Niger
11.08.05
Interventions urgentes

Niger: Détention arbitraire de M. Abdoul Razak Amadou Guirey

APPEL URGENT - L’OBSERVATOIRE

NER 001 / 0805 / OBS 067


Arrestation et détention arbitraire / Procédures judiciaires
Niger

11 août 2005

L’Observatoire pour la protection des défenseurs des droits de l’Homme, programme conjoint de l’Organisation mondiale contre la torture (OMCT) et de la Fédération internationale des ligues des droits de l’Homme (FIDH), vous prie d’intervenir d’urgence concernant la situation suivante au Niger.

Description des faits :

L’Observatoire a été informé par le Comité de réflexion et d’orientation indépendant pour la sauvegarde des acquis démocratiques (CROISADE) et l’Association nigérienne de défense des droits de l’Homme (ANDDH) de l’arrestation et de la détention de M. Abdoul Razak Amadou Guirey, secrétaire général adjoint de la coordination départementale de CROISADE à Gaya (286 km au sud de Niamey).

Selon les informations reçues, M. Abdoul Razak Amadou Guirey a été arrêté le 8 août 2005, sur décision du juge du tribunal de Gaya, pour avoir dénoncé, dans une déclaration publiée le même jour, la détention de M. Oumarou Souley, président de la coordination départementale de CROISADE à Gaya. Ce dernier, accusé de “diffamation et injure”, a été condamné le 26 juillet 2005 par le Tribunal de Gaya à deux mois de prison ferme et 25.000 francs CFA d’amende, sur la base d’une plainte de la directrice de l’hôpital de district de cette localité. M. Souley avait dénoncé publiquement, dans un pamphlet virulent, les dysfonctionnements et la mauvaise gestion de l’hôpital. M. Souley est actuellement détenu à la prison civile de Gaya.

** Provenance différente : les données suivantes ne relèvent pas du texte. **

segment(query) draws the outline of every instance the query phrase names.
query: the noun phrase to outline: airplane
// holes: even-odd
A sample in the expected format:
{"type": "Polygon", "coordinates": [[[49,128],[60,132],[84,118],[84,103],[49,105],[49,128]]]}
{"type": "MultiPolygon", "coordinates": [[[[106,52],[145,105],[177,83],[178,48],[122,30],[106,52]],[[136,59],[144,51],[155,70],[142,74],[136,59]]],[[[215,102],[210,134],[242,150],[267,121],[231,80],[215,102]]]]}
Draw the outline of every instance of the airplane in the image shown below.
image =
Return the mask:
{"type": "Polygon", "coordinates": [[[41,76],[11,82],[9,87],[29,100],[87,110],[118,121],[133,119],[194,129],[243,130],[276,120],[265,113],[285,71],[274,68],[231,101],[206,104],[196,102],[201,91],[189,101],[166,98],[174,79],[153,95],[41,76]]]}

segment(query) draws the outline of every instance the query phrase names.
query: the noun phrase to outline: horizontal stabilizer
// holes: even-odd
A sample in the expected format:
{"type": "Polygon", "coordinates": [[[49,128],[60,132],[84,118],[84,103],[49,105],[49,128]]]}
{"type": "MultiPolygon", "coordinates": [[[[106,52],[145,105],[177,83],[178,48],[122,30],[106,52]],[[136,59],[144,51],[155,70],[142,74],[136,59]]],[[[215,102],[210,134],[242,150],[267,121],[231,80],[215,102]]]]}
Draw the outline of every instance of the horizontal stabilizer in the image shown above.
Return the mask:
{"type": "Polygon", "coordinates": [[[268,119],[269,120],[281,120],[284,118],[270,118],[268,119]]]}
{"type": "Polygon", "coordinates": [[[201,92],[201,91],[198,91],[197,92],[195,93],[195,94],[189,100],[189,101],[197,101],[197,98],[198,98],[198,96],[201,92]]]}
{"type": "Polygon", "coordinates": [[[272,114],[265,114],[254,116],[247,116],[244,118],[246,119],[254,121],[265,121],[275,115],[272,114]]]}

Sans se prononcer sur le ton employé et les qualificatifs retenus dans la déclaration de M. Souley, l’Observatoire constate que ce dernier n’en a pas moins soulevé un problème sérieux relatif au non respect au droit à la santé, que la justice ne semble pas avoir pris en compte. M. Abdoul Razak Amadou Guirey s’est alors inquiété du fait que le fond du problème (les dysfonctionnements graves de l’hôpital) ne fasse pas l’objet d’un traitement par les pouvoirs publics.

Détenu dans un premier temps au commissariat de la ville de Gaya, M. Abdoul Razak Amadou Guirey a été présenté au juge le 9 août 2005, avant d’être déféré à la prison civile de la ville. Sa première comparution, prévue le même jour, a été reportée au 12 août 2005, le prévenu ayant indiqué qu’il n’était pas en mesure d’assurer sa défense. Il est accusé de “discrédit sur décision de la justice”.

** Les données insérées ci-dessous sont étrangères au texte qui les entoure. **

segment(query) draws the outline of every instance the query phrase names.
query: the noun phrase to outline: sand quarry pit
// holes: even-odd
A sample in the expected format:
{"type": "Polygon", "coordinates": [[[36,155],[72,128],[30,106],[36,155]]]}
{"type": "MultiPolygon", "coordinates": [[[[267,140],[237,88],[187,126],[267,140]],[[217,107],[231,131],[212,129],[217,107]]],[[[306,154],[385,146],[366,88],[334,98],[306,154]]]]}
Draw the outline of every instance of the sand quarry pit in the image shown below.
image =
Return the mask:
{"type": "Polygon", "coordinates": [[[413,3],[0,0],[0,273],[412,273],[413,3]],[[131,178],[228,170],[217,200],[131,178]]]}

L’Observatoire craint que le droit de M. Razak Amadou Guirey à bénéficier d’un procès juste et équitable ne soit pas garanti. Il doit en effet être jugé par le juge Hamza Guiré, qui est à l’origine de la condamnation de M. Oumarou Souley.

L’Observatoire exprime sa plus vive préoccupation à l’égard de ces faits, qui constituent une violation flagrante de la Déclaration sur les défenseurs des droits de l’Homme adoptée par l’Assemblée générale des Nations unies le 9 décembre 1998, dont l’article 6.b prévoit que “chacun a le droit, individuellement ou en association avec d’autres, de publier, communiquer à autrui ou diffuser librement des idées, informations et connaissances sur tous les droits de l’Homme et toutes les libertés fondamentales”.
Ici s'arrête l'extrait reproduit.